I
will continue to describe
Israel as a war-mongering
state as long as Ariel Sharon,
the Prime Minister, violates
the Oslo peace
treaty.

Jürgen
Möllemann

[image
added by this website]

London, Thursday, September 19,
2002

Israel critic breaks national taboo

By Roger Boyes

GERMANY’S election campaign took a nasty twist yesterday when a senior politician from the Free Democratic Party attacked the Israeli Government and a leading member of the German Jewish community.

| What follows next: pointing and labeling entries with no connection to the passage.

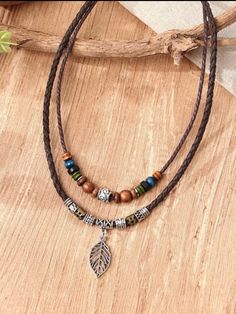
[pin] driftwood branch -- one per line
(174, 42)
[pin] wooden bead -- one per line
(126, 196)
(88, 187)
(66, 156)
(133, 193)
(157, 175)
(116, 197)
(95, 192)
(131, 220)
(81, 180)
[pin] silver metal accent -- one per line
(104, 224)
(120, 223)
(71, 205)
(100, 256)
(89, 219)
(104, 195)
(142, 213)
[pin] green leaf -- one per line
(5, 42)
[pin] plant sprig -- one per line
(5, 42)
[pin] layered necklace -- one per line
(100, 255)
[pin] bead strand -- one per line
(104, 194)
(119, 223)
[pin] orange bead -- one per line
(126, 196)
(157, 175)
(66, 156)
(88, 187)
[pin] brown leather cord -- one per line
(192, 118)
(72, 31)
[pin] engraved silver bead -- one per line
(104, 194)
(142, 213)
(120, 223)
(71, 205)
(104, 223)
(89, 219)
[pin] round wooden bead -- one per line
(69, 163)
(157, 175)
(66, 156)
(131, 220)
(125, 196)
(133, 193)
(95, 192)
(81, 180)
(116, 197)
(151, 181)
(73, 170)
(88, 187)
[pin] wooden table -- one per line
(122, 119)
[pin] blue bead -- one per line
(151, 181)
(69, 163)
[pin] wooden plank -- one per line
(122, 119)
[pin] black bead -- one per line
(145, 185)
(73, 170)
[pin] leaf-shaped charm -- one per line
(100, 258)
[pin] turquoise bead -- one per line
(69, 163)
(151, 181)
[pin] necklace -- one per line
(104, 194)
(100, 256)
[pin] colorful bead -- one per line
(145, 185)
(76, 175)
(131, 220)
(71, 205)
(88, 187)
(139, 190)
(69, 163)
(73, 170)
(134, 193)
(151, 181)
(104, 223)
(95, 192)
(116, 197)
(120, 223)
(81, 180)
(89, 219)
(157, 175)
(66, 156)
(104, 195)
(142, 213)
(126, 196)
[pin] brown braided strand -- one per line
(69, 36)
(79, 19)
(206, 114)
(192, 118)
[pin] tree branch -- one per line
(174, 42)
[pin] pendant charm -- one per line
(100, 256)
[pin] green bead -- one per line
(76, 175)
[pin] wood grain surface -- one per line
(122, 119)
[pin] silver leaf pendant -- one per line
(100, 256)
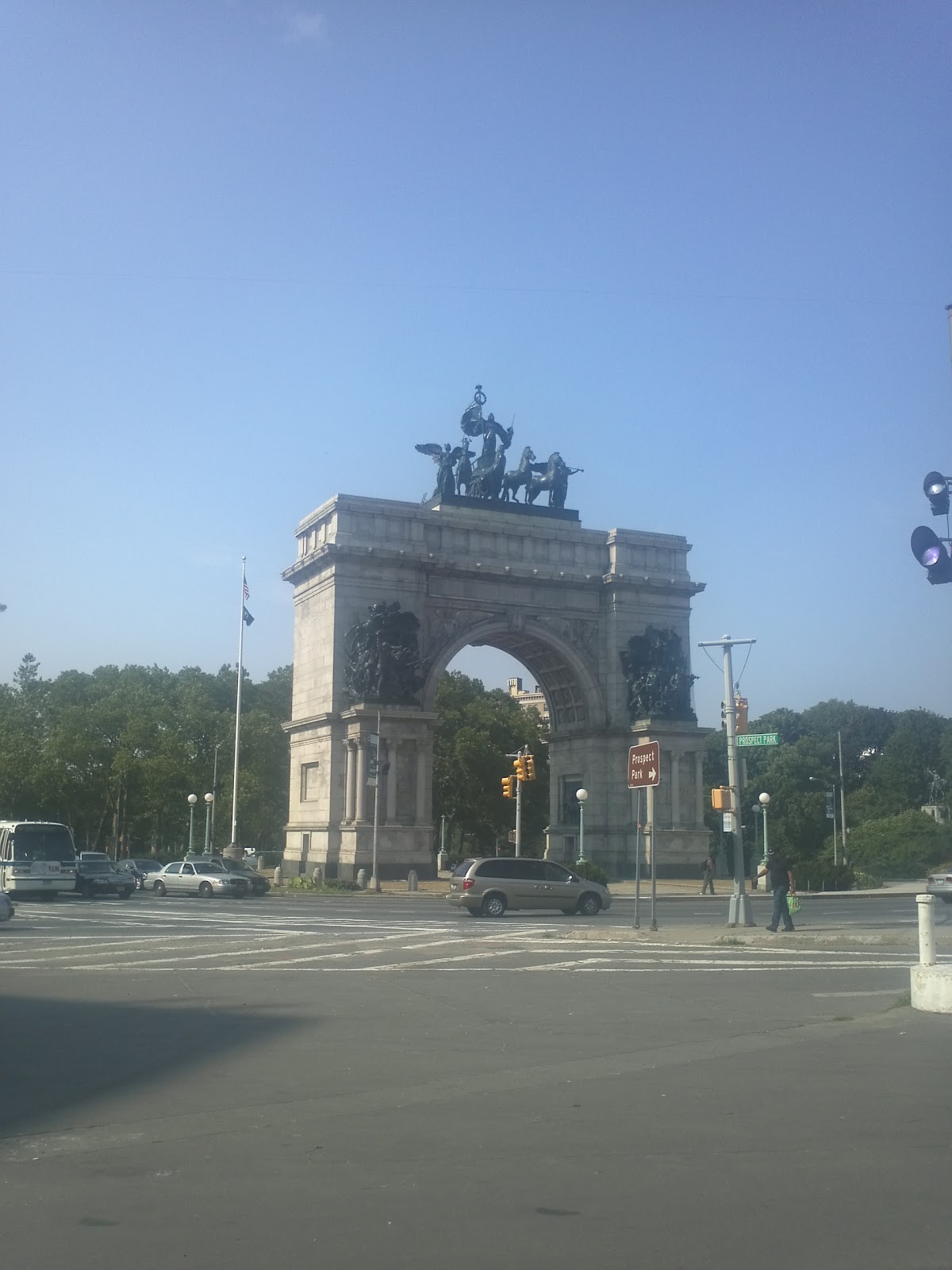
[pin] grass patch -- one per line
(308, 887)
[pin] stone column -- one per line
(698, 789)
(361, 802)
(391, 783)
(676, 789)
(420, 784)
(351, 783)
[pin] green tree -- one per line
(900, 846)
(476, 732)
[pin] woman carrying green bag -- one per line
(782, 884)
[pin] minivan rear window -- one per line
(512, 867)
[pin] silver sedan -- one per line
(187, 878)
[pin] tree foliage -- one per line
(116, 753)
(475, 733)
(890, 764)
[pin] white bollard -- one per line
(927, 929)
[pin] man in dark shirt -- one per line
(781, 882)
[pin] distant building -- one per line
(530, 700)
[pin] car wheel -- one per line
(493, 906)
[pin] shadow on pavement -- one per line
(59, 1054)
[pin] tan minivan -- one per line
(486, 888)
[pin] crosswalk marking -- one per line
(276, 937)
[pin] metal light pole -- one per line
(192, 800)
(374, 879)
(739, 912)
(843, 787)
(215, 791)
(582, 795)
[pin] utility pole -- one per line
(739, 912)
(842, 802)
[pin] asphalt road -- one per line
(816, 914)
(385, 1083)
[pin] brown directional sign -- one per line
(644, 768)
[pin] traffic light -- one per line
(740, 719)
(932, 556)
(936, 489)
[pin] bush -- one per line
(867, 882)
(589, 872)
(820, 873)
(321, 888)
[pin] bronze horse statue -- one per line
(522, 475)
(554, 478)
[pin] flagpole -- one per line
(238, 708)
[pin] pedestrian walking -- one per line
(708, 874)
(781, 880)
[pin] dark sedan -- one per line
(140, 870)
(102, 878)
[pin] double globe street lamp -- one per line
(209, 803)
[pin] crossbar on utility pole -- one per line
(739, 914)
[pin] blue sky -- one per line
(251, 252)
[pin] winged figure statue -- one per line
(446, 457)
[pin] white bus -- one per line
(36, 857)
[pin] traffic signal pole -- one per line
(518, 817)
(739, 912)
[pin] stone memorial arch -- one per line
(386, 594)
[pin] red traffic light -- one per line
(936, 489)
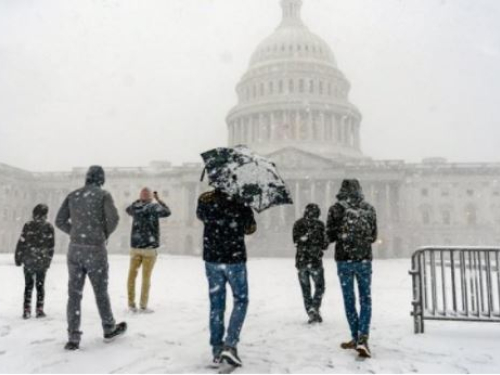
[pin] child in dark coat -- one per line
(34, 251)
(310, 240)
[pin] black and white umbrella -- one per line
(240, 172)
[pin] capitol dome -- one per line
(292, 40)
(294, 95)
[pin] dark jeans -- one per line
(318, 277)
(32, 278)
(91, 261)
(362, 273)
(218, 276)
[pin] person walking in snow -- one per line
(34, 251)
(352, 225)
(145, 240)
(226, 222)
(89, 216)
(310, 240)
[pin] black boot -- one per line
(119, 330)
(363, 348)
(349, 344)
(71, 346)
(40, 313)
(26, 313)
(230, 355)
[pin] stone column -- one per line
(328, 192)
(297, 199)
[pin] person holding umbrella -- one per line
(241, 181)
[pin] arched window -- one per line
(471, 215)
(446, 215)
(426, 217)
(301, 85)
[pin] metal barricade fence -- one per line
(455, 284)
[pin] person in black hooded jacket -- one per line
(89, 216)
(352, 225)
(34, 251)
(310, 240)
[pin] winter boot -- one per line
(349, 345)
(119, 330)
(230, 356)
(363, 348)
(319, 318)
(71, 346)
(40, 313)
(26, 313)
(312, 316)
(217, 359)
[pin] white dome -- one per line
(292, 41)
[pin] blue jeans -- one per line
(218, 276)
(318, 277)
(362, 272)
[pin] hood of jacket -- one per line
(95, 176)
(312, 212)
(350, 191)
(40, 212)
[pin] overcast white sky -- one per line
(122, 83)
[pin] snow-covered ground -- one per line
(275, 338)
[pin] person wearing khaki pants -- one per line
(147, 259)
(145, 240)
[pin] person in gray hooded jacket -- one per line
(89, 216)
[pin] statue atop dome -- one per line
(291, 12)
(293, 95)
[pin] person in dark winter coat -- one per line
(352, 225)
(34, 251)
(226, 222)
(310, 240)
(145, 239)
(89, 216)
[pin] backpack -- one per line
(356, 225)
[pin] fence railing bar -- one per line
(433, 282)
(443, 280)
(468, 272)
(426, 301)
(489, 286)
(453, 284)
(463, 271)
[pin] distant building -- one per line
(293, 105)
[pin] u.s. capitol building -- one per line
(293, 105)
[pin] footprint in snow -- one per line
(4, 331)
(44, 341)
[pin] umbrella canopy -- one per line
(240, 172)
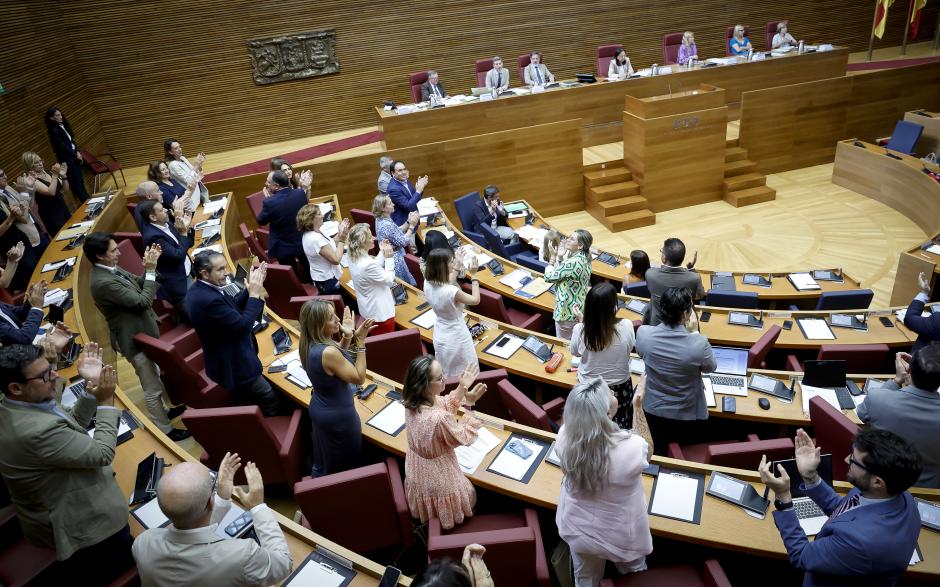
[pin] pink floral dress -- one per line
(434, 484)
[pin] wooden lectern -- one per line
(674, 145)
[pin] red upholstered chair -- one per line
(99, 167)
(671, 44)
(604, 54)
(482, 67)
(390, 354)
(528, 413)
(740, 455)
(859, 358)
(367, 507)
(710, 575)
(757, 354)
(184, 376)
(834, 434)
(286, 295)
(253, 245)
(415, 81)
(276, 444)
(514, 551)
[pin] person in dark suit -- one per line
(175, 240)
(671, 274)
(404, 194)
(280, 211)
(927, 329)
(872, 531)
(432, 87)
(66, 150)
(224, 325)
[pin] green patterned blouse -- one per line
(572, 279)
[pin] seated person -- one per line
(909, 406)
(619, 67)
(432, 87)
(783, 39)
(489, 210)
(739, 44)
(535, 73)
(498, 77)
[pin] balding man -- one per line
(191, 551)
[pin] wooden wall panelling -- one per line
(182, 68)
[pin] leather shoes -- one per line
(174, 413)
(178, 434)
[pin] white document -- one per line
(514, 279)
(675, 496)
(512, 465)
(808, 392)
(505, 351)
(470, 457)
(426, 320)
(389, 419)
(816, 329)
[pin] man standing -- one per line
(191, 551)
(126, 302)
(173, 265)
(872, 531)
(60, 479)
(224, 325)
(671, 274)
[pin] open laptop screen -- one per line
(730, 361)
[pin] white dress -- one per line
(453, 347)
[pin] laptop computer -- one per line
(811, 517)
(729, 376)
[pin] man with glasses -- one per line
(60, 479)
(192, 551)
(872, 531)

Jürgen Möllemann, deputy chairman of the Free Democrats, has already been in hot water for declaring that there should be no taboo on criticising Israel. His comments in May almost ripped apart his party, but also gave it a temporary boost in the opinion polls. Many German voters agree with Herr
Möllemann.

Now Herr Möllemann has returned to the fray. At an election rally in Aachen he was applauded when he said:

“I will
continue to describe Israel as a
war-mongering state as long as Ariel
Sharon
, the Prime Minister,
violates the Oslo peace treaty.”

No one, he said, would stop him, not even “the Friedmanns of this world”.
Michel Friedmann, a Christian
Democrat who is also deputy leader of the
Jewish community, is one of Herr
Möllemann’s most outspoken critics.

[Schroeder, Spiegel, Friedmann etc]For the Free Democrats, the incident is profoundly embarrassing: the party regards itself as the kingmaker in a tight election, capable of a coalition with either the Social Democrats or the
Christian Democrats. Only last week
Gerhard Schröder
(left, with
Jewish community leaders
) described Herr Möllemann as one of the sensible voices in the Free Democratic
Party.

Herr Möllemann hatched the Free
Democrat plan to declare 18 per cent support as its target. A liberal group appealing mainly to small businessmen and economic reformers, it rarely scores much more than 10 per cent. Both the phrasing and the timing – in the midst of a debate on whether Germany should fight Iraq —
have ensured that Herr Möllemann is being ostracised by the political establishment.

Paul Spiegel, the head of the
Central Council of German Jews, said:

“Anyone who
positions himself like this in the
final stretch of an election campaign
has disqualified himself from a
democratic election.”

Other Free Democrats, nervous that Herr
Möllemann would deny their chance of power, distanced themselves. “An unbelievable error,” Burkhard
Hirsch
said. “Not very sensible,”
Guido Westerwelle, the party leader, said.

Herr Möllemann chairs the
German-Arab friendship society and has many contacts in the Middle East. He has visited Colonel Muammar Gaddafi, the Libyan leader.